従業員を雇用する場合、企業は原則として雇用保険に加入することになる。雇用保険制度は生活や雇用の安定、また雇用の促進のために従業員や就業意欲のある失業者に様々な給付を支給する制度だが、今回は制度や給付の内容、保険料負担や加入メリットなど、雇用保険制度の概要や仕組みについてお伝えする。
目次
雇用保険とは?制度の位置付けと役割
雇用保険は政府が管掌する強制保険制度だ。従業員がいる事業は、その業種、規模などを問わず、農林水産業の一部を除き原則としてすべて強制的に適用事業となる。また従業員がいる事業の経営者は保険料の納付や「雇用保険法」の規定による各種の届出などの義務も発生してくる。
しかし、ごくまれに雇用保険の対象とならない場合もある。例えば、「1週間の労働時間が20時間未満」、「同一の事業主に継続して31日以上雇用されることが見込まれない」場合には、雇用保険の適用は除外される。
失業等給付と雇用保険二事業
被保険者である従業員は、次のような場合に給付を受けられる。
失業し所得を喪失してしまった場合……「求職者給付」
再就職をした場合……「就職促進給付」
仕事上必要な技能などを身につけるために教育訓練を受けた場合……「職業訓練給付」
育児・介護などで休業をした場合……「雇用継続給付」
上記4つを合わせて「失業等給付」と呼ぶ。いずれも従業員の生活および雇用の安定と就職の促進のための給付となっている。
また、失業の予防や従業員の雇用状態の是正・雇用機会の増大、従業員の能力開発・向上、その他従業員の福祉の増進を図るための「雇用安定事業」「能力開発事業」の「雇用保険二事業」を実施している。このように、従業員の雇用に関する総合的機能を有しているのが雇用保険制度である。
失業等給付を受けるための条件
失業等給付を受けるにあたっては、まず「離職した理由」が何であるかを明確にする必要がある。理由の内容によって、求職者給付の基本手当(いわゆる失業手当)の給付の期間が変わるのだ。

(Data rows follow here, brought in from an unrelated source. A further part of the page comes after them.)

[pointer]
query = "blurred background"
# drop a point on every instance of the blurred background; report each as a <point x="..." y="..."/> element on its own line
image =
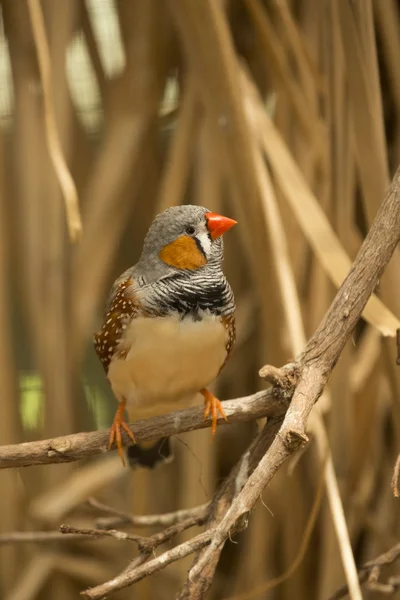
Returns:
<point x="282" y="114"/>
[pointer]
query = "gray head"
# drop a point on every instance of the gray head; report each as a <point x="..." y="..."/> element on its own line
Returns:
<point x="183" y="238"/>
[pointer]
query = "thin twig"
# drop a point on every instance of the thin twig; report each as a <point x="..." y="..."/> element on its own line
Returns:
<point x="395" y="478"/>
<point x="165" y="520"/>
<point x="37" y="537"/>
<point x="82" y="445"/>
<point x="130" y="576"/>
<point x="68" y="530"/>
<point x="371" y="571"/>
<point x="64" y="176"/>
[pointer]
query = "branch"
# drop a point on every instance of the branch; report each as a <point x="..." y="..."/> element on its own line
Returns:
<point x="165" y="519"/>
<point x="370" y="573"/>
<point x="135" y="573"/>
<point x="314" y="368"/>
<point x="83" y="445"/>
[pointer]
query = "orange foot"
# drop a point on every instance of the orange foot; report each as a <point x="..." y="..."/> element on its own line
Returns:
<point x="115" y="431"/>
<point x="213" y="405"/>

離職理由には大きくわけて「一般の離職者」「特定理由離職者」「特定受給資格者」の3タイプがある。ハローワークで実際に失業等給付の受給申請をする際は、自分がどのタイプに当てはまるのかを事前に認識しておこう。
・一般の離職者
一般の離職とは一身上の都合により退職した人を指す。
例えば、現在の職場における待遇・環境に満足できず、他社に活躍の場を求めて転職した場合は一般の離職に該当する。

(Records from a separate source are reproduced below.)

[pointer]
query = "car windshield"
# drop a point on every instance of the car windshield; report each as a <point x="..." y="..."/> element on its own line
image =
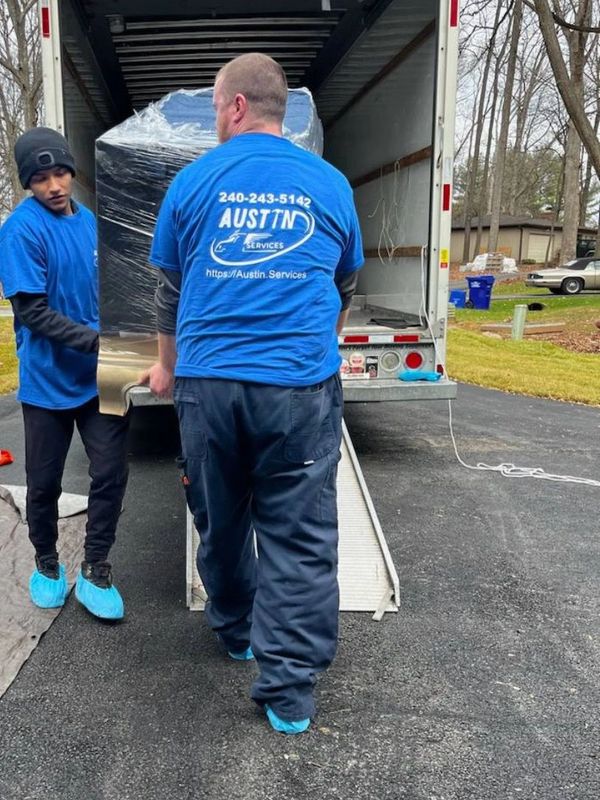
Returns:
<point x="576" y="264"/>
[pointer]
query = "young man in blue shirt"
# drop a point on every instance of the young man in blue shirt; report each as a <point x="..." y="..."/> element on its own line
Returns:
<point x="258" y="247"/>
<point x="48" y="269"/>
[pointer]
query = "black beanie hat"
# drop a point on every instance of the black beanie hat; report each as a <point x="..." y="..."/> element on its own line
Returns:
<point x="41" y="148"/>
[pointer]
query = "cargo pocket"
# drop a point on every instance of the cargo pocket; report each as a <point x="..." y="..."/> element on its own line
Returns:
<point x="311" y="434"/>
<point x="192" y="426"/>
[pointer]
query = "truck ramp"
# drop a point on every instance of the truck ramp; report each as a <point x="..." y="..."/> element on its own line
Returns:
<point x="367" y="577"/>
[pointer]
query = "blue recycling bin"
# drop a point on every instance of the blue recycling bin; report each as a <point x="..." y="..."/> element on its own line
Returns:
<point x="480" y="291"/>
<point x="458" y="298"/>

また、現在の企業で得た知識・ノウハウ、コネクションを活かして独立開業を考え、それにより退職した場合も一般の離職に当てはまる。
倒産や解雇など会社都合による退職ではなく、自分自身が望む仕事内容や待遇、環境を求めて退職した場合、基本的に一般の離職として扱われる。

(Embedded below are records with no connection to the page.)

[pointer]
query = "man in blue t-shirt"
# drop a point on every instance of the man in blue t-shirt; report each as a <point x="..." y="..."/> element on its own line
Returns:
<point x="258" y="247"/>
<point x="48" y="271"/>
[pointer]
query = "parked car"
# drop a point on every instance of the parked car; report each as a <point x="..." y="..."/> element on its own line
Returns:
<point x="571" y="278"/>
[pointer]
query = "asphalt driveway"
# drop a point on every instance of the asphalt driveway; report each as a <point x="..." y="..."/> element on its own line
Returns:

ただし、退職するにあたって自分の意思に反する正当な理由があるときは、会社都合による退職ではなくても、一般の離職には分類されない場合がある。例えば、親が倒れて介護が必要になったときなどである。その場合、次の「特定理由離職者」に該当する。
・特定理由離職者
特定理由離職者とは、一身上の都合による退職であっても、家庭の事情などで自分の意思に反して退職した人を指す。
特定理由離職者に該当するのは以下の場合である。
1.親の介護など家庭事情の急変によって離職した場合。
2.出産・育児に伴い離職して、失業手当の受給期間の延長措置を受けている場合。
3.配偶者・扶養家族と別居生活を続けることが難しくなって離職した場合。
4.特定の理由により、通勤することが難しくなって離職した場合。
5.企業が希望退職者を募り、それに応募して離職した場合。
退職届には「一身上の都合で退職」と記したとしても、親の介護や出産・育児などで退職するのであれば、失業等給付を受給する際は特定理由離職者として扱われる。
後述するように、特定理由離職者は一般の離職者よりも失業等給付の際に有利となるので、転職・起業のために離職した場合とは異なる分類になることは覚えておこう。
・特定受給資格者である場合
特定受給資格者とは、企業の倒産あるいは企業側からの解雇通告により、再就職に向けた準備期間が少ない状態での退職を余儀なくされた人を指す。この点も後述するが、特定受給資格者は特定理由離職者と同様、失業等手当を受ける際に有利となる。
ここで注意したいのは、企業の希望退職者の募集に応じた場合は特定理由離職者であり、特定受給資格者とはならない点である。失業等給付を申請する際、この点を誤って記述しないようにしたい。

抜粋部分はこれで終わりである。